Dateline East Los Angeles – With paper documents firmly in hand, Sebastian Lopez, one of the most harassed apartment dwellers in Los Angeles, said this morning he has contacted management 77 times in the last 90 days to complain about problems in the Boyle Heights complex where his family has resided for three years.
Calculating an average of 26 calls every 30 days, Mr. Lopez said that “I am trying to demonstrate my diligence.”
With father and son operating with severe physical disabilities, and Mirsa, Sebastian’s wife, the lone breadwinner, the family is stifled, says Mr. Lopez. They don’t have the resources to move, fleeing an unbelievable string of facility failures and inconveniences that someone living in a tent would take for granted.

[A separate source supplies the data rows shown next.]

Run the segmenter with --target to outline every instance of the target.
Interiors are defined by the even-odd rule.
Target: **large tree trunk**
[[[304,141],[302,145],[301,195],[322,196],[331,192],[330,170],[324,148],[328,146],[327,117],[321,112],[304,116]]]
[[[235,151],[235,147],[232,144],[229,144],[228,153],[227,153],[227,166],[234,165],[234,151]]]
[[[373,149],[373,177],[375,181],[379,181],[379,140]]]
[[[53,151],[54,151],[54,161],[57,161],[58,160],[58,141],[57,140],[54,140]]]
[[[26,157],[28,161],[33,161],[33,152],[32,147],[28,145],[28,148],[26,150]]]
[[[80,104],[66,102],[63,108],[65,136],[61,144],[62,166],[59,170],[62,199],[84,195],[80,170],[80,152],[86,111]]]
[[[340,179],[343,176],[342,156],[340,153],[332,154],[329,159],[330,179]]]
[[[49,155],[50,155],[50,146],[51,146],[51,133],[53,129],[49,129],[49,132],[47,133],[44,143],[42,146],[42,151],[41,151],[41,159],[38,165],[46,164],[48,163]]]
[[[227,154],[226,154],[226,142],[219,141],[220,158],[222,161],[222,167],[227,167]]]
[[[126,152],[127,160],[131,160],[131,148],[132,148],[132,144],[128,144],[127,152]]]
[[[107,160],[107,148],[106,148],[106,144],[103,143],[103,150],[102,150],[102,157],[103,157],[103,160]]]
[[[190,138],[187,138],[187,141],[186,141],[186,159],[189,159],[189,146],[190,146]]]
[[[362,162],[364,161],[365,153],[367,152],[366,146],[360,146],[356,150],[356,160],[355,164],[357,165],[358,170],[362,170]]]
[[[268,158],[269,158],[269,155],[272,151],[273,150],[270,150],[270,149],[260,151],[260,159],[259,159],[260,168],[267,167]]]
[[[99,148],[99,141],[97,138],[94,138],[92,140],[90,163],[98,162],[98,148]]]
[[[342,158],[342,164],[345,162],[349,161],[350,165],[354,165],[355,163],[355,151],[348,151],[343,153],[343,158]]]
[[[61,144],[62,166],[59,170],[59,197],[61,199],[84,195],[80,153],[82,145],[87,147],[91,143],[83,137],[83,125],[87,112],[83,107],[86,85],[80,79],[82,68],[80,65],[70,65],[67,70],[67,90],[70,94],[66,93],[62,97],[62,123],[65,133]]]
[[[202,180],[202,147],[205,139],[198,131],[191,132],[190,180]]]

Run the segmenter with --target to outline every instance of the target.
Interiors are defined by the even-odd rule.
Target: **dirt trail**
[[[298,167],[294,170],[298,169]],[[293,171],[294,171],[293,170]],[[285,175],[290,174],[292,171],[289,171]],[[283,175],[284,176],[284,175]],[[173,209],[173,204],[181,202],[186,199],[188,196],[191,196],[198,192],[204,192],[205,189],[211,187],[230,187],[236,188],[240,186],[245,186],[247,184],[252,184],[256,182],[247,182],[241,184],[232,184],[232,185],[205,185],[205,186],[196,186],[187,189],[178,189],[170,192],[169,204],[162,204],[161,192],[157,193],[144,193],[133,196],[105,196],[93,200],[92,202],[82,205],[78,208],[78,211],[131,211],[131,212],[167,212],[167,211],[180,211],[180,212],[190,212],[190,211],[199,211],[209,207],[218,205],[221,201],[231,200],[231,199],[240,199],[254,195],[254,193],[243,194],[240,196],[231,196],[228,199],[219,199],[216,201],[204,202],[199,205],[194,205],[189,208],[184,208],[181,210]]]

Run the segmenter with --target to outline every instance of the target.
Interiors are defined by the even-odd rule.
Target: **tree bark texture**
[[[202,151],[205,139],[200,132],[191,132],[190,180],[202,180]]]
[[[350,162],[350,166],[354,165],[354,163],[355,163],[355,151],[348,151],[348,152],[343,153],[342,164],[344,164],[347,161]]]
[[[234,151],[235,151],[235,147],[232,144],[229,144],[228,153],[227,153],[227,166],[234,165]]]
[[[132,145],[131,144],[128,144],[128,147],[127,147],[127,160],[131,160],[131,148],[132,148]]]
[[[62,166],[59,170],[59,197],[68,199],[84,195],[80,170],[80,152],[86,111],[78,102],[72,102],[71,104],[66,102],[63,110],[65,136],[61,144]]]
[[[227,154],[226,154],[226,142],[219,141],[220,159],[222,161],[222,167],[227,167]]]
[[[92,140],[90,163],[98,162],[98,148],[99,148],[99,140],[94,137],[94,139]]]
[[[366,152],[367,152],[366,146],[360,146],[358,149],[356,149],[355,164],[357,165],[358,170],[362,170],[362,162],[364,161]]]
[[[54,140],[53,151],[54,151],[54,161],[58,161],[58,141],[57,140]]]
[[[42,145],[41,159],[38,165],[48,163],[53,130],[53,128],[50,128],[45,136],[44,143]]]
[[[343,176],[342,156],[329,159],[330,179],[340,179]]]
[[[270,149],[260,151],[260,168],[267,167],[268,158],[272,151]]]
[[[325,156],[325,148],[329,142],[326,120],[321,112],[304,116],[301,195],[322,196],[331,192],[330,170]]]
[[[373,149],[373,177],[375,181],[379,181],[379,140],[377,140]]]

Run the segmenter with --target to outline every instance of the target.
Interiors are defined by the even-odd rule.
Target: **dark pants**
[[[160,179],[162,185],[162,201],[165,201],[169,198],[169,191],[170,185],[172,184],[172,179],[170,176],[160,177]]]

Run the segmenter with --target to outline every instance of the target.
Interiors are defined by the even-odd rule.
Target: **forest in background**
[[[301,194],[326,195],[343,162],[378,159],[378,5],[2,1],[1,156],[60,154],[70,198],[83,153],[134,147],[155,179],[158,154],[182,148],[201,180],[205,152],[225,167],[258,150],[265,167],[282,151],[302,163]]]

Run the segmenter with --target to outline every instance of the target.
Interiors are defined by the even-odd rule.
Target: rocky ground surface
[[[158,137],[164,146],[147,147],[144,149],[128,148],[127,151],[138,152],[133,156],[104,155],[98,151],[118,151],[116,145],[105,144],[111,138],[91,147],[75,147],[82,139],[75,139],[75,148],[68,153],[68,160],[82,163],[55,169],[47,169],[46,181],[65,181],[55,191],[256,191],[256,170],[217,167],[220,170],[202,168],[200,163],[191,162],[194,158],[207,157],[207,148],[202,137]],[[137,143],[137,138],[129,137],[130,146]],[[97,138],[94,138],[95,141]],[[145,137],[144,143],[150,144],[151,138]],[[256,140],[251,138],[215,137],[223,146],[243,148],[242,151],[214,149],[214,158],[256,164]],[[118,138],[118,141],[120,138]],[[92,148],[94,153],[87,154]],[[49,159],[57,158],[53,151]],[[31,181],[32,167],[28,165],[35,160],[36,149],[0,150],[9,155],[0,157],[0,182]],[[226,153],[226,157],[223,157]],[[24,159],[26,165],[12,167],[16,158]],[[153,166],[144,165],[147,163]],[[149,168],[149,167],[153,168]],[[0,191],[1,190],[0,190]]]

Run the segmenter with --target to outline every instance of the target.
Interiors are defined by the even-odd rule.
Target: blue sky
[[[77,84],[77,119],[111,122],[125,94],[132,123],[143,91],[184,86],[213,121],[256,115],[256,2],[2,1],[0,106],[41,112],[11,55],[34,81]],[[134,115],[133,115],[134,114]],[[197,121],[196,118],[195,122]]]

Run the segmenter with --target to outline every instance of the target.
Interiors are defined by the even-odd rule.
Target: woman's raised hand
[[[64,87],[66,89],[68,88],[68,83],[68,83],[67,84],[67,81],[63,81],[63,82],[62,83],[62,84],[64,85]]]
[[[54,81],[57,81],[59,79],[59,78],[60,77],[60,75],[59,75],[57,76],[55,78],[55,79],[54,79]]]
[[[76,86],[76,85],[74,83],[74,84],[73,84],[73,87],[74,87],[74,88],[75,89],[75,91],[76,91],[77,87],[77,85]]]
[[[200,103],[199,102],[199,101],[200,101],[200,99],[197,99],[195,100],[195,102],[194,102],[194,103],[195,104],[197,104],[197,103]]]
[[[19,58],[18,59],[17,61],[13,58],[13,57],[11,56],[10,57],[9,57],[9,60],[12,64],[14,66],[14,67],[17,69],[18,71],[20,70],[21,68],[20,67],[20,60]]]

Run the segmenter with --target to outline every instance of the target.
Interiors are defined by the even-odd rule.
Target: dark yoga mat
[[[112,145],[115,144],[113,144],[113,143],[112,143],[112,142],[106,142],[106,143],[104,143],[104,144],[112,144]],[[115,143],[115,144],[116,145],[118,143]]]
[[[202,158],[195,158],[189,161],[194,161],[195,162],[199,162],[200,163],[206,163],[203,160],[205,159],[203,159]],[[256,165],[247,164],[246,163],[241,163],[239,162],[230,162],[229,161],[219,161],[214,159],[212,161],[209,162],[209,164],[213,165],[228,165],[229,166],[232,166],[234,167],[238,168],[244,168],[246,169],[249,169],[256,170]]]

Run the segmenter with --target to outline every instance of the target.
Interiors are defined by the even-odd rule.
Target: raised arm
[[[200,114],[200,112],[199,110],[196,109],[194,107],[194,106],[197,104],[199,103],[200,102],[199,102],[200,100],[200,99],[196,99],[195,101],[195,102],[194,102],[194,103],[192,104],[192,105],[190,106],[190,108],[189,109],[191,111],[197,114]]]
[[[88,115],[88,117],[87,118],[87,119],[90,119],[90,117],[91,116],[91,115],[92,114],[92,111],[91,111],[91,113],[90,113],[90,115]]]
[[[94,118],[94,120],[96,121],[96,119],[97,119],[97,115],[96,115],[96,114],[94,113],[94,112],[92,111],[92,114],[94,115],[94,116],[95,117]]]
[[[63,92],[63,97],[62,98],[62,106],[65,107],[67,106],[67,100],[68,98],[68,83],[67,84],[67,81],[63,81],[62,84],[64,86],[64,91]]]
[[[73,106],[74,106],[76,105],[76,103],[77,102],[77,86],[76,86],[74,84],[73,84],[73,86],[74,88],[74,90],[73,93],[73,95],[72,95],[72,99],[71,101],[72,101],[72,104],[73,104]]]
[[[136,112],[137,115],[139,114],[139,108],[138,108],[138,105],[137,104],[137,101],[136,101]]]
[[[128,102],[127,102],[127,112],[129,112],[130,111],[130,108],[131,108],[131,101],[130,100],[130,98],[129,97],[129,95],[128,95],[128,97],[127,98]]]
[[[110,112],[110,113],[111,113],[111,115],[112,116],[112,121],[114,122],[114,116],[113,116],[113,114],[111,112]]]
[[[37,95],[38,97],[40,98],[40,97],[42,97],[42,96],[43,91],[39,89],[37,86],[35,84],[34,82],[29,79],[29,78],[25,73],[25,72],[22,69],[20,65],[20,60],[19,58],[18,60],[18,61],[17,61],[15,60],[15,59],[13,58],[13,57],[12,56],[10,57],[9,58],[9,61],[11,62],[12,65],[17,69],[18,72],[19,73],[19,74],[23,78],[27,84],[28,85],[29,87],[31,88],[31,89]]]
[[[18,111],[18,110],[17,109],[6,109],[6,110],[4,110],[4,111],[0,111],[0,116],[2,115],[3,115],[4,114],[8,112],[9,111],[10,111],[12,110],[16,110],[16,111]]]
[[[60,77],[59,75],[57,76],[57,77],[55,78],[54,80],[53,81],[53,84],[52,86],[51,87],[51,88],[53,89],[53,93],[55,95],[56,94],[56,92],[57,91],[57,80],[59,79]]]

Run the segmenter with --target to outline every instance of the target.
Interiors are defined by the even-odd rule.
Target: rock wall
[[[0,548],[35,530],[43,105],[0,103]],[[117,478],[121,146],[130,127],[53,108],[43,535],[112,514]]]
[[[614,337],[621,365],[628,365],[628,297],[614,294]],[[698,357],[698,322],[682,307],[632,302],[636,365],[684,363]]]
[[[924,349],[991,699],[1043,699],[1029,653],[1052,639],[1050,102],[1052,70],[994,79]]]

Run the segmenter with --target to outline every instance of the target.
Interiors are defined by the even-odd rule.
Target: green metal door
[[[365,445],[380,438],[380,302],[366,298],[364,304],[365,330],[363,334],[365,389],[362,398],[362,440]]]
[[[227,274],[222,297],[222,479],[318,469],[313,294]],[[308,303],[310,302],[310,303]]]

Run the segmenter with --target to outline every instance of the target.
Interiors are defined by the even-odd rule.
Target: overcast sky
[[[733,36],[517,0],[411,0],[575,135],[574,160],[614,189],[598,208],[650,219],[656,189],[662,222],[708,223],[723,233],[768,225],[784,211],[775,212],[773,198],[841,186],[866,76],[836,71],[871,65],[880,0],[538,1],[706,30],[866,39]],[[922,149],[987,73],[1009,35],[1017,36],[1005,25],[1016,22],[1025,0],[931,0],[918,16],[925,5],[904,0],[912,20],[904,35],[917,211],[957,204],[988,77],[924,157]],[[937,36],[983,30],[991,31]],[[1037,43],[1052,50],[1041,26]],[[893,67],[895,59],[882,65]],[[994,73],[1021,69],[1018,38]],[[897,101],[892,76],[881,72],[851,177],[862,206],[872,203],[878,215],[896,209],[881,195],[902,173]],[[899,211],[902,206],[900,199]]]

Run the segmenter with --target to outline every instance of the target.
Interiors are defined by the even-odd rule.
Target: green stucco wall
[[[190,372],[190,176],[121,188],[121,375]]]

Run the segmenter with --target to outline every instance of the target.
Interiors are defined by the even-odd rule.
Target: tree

Among the 77 calls, one of the later ones was to the LAPD, complaining their home had been broken into and a selection of gifts, wrapped and not-yet-wrapped under the Christmas tree were taken. That was on Dec. 17 when a Wyvernwood property person opened the apartment when the family was not home, allegedly to accommodate a utility person “who had to have access.” And by the way, on that visit, the lock was changed and the family, says Mr. Lopez, never has been able to secure a key to the new combination.
For its part, Wyvernwood Gardens denies the disabled father of two has made a good-faith effort to inform them of the numerous problems that have bedeviled the Lopezes from the day they took occupancy.
The complex’s management team is slightly more difficult to contact than the late uncle of the dictator of North Korea.
The positions of the two combatants this afternoon have changed little. What is by all available evidence an uninterrupted tragedy, drags into a new day, as if the living dilemma were a runaway vehicle pulling four anguished, protesting persons tied to the rear bumper.